GenreWatching

May 19, 2003 15:10

Atwood- and genre-related quotes of the day, from TIME:
Literary fiction is all about nuance. Science fiction is an open invitation to moralizing. In a genre that lets you create your own world, who can resist the temptation merely to blow it all up while shaking a head at what fools these mortals be? Not Atwood. What's missing here is the emotional sinew of Cat's Eye, the complex mortifications of Alias Grace.

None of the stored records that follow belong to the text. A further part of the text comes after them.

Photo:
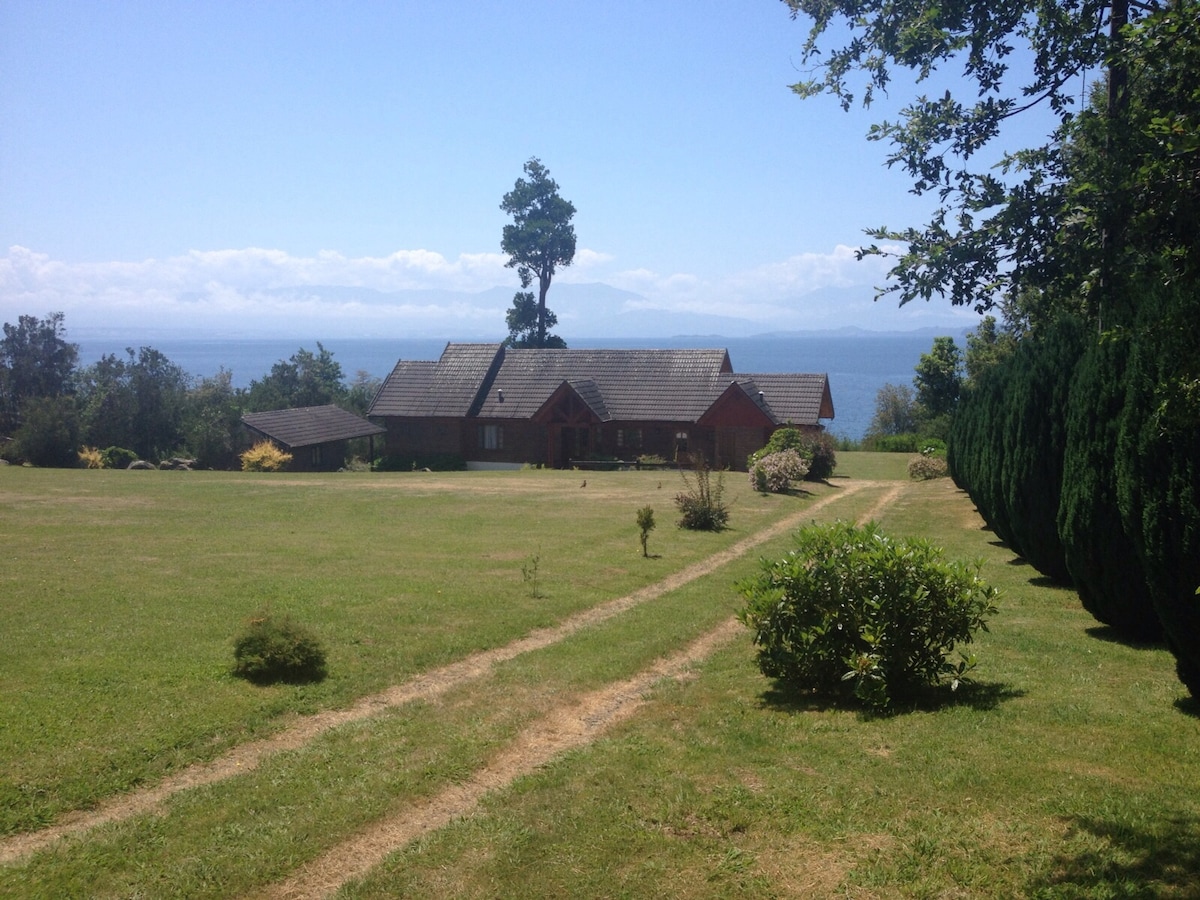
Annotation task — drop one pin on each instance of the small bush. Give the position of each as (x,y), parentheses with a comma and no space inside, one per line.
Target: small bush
(264,456)
(853,607)
(774,473)
(922,468)
(273,649)
(817,449)
(701,504)
(646,525)
(118,457)
(91,459)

And from the New York Times:
I am going to stick my neck out and just say it: science fiction will never be Literature with a capital 'L,' and this is because it inevitably proceeds from premise rather than character. It sacrifices moral and psychological nuance in favor of more conceptual matters, and elevates scenario over sensibility. Some will ask, of course, whether there still is such a thing as 'Literature with a capital 'L.'' I proceed on the faith that there is. Are there exceptions to my categorical pronouncement? Probably, but I don't think enough of them to overturn it.

Is Margaret Atwood's new novel, Oryx and Crake, science fiction? Insofar as the term has any practical meaning, yes.

Yes, the implied assumption in the second of those is that 'psychological nuance' is inherently superior to, and more worthy of exploration than mere 'conceptual matters'. Forget objectivity; subjectivity is what counts. Sheesh.